Molly takes a minute to calm her heart down. “Oh, wow, what was that? That car was within inches of hitting me. The lights are too bright, blinding me, I can’t look up. I only see the ground around my feet. Noises are coming from everywhere, hurting my ears. It’s too loud; like being in a dark echoing tunnel, yet, with a spotlight in my eyes. It makes me dizzy.” Drawing in a few more breaths, “Are you saying, this is what Janessa sees and feels when we are outside?”
“When there is lots of traffic – yes. Did you notice you had to pause before you could speak? Janessa’s senses are super heightened. Because eighty-five percent of her communication is nonverbal, it takes her even longer to recover. She often doesn’t know how to express what’s happening. She suppresses it until she can’t hold it any longer, which can result in a meltdown. Don’t take them personally.” Dr. Parker watches Molly carefully as she absorbs this information.
“This has to be scary for her; it is for me. I should check on Janessa.” Molly states.
“This is for your benefit. I assure you, Janessa is fine. Melody’s training is in handling children like Janessa.” Dr. Parker asks over the intercom. “Melody, how is Janessa doing?”
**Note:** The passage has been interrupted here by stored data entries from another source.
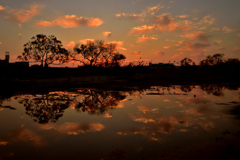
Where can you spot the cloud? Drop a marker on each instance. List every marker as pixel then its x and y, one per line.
pixel 74 128
pixel 227 29
pixel 164 19
pixel 118 45
pixel 201 36
pixel 191 46
pixel 145 39
pixel 183 16
pixel 177 56
pixel 217 42
pixel 70 21
pixel 70 45
pixel 143 29
pixel 215 29
pixel 136 53
pixel 1 8
pixel 20 35
pixel 26 136
pixel 160 53
pixel 197 57
pixel 179 26
pixel 207 20
pixel 107 34
pixel 167 47
pixel 44 24
pixel 155 8
pixel 236 49
pixel 86 41
pixel 22 15
pixel 130 16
“Like a trooper, she is handling things just fine.” Melody answers.
“Shall we continue?” Dr. Parker asks.
Molly hesitates a moment, “Yes.”
This time Molly hears water, like a shower. Molly rips the glasses off. “Dr. Parker you can’t be serious. Janessa freaks out around running water. A swimming pool is okay, but a shower or bath, forget it. Where is Janessa?”
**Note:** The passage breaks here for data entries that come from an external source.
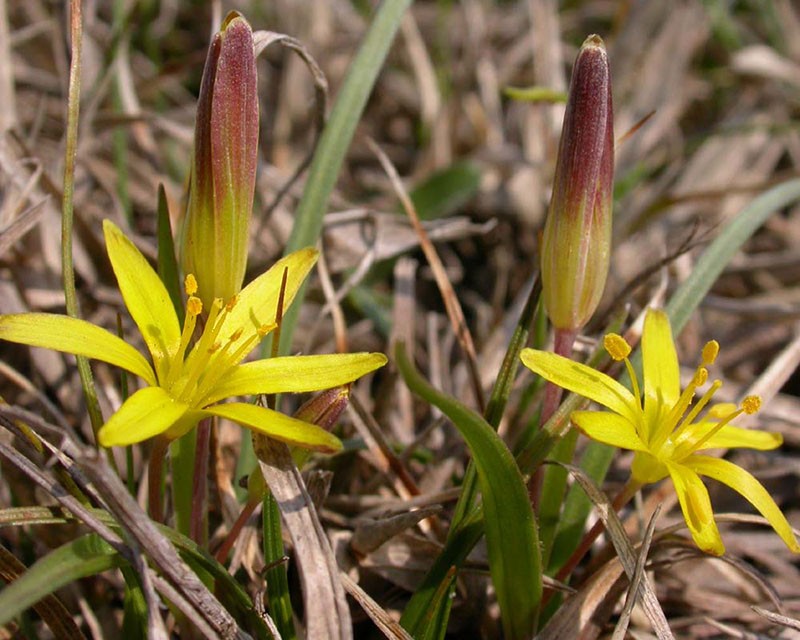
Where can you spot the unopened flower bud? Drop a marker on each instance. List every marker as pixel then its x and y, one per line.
pixel 323 410
pixel 223 172
pixel 577 234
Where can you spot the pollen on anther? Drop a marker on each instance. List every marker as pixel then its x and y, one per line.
pixel 710 352
pixel 700 377
pixel 194 306
pixel 751 404
pixel 617 346
pixel 190 285
pixel 264 329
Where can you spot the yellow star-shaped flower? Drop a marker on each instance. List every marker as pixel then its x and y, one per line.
pixel 665 429
pixel 187 383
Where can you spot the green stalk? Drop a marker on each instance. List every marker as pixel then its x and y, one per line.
pixel 68 210
pixel 336 138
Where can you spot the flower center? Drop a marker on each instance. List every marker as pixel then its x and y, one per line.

“Janessa is in the next room working on different testing with Melody. Trust me, Molly. Again, this simulation is for you. I need you to be aware of the fear that drives Janessa. Concentrate on what you witness and any sensations.” Dr. Parker instructs.
Dr. Parker’s soothing voice relaxes Molly. She slips the V. R. headset back on. The running water causes Molly’s skin to tingle with little pin pricks, which soon become a thousand bee stings. Even the buzzing of the bees sounds like jet engines roaring in her ears.
“Make it stop. Please make it stop!” Molly takes the contraption off dancing around as though the bees are chasing her. “I can’t stand it, my poor baby. How do we make it stop for her?”
“Don’t confine her to a box. You can’t discipline it out of her; you’re not going to change Janessa, Molly; she can change you. You can teach each other and those around you. Janessa is a rule follower, seeing things as black or white. She likes things to remain the same. Preparing her ahead of time for change will make the struggles easier. Don’t tell her; show her thoughtful ways to express her bluntness and directness by using filters. We will be here helping you, giving you the tools for coping. Janessa will feel more in control of her environment when using earplugs, a weighted vest, and dark glasses outside, a fiddle cube in her pocket for nervous movements. Consider getting her a dog or cat.
We are all different, Molly, and deserve to be treated so. Being wired differently isn’t wrong, abnormal or the end of the world. Many on the autism spectrum bring some amazing skills to the world. Look at Mozart, Darryl Hannah, Jason Zimmerman and Susan Boyle. Have faith you’ll get through. You always have.” Dr. Parker guided Molly back to Janessa.
Janessa sat at a small table, wearing the vest Dr. Parker mentioned. She and Melody were having a tea party with some dolls.
“She seems more like my happy girl,” Molly said, tears running down her cheeks.
“Remember she hasn’t changed. These things won’t stop what she encounters. They are just tools to help soothe. She will still have meltdowns.
I think we should see you both weekly over the next year. For now, have some fun. Melody will help with the snowsuit.”
Janessa spotted a dog the minute they got to the park, squealing with delight, Molly thought; we have a lot to learn about each other. Maybe a companion might be something to bond us together.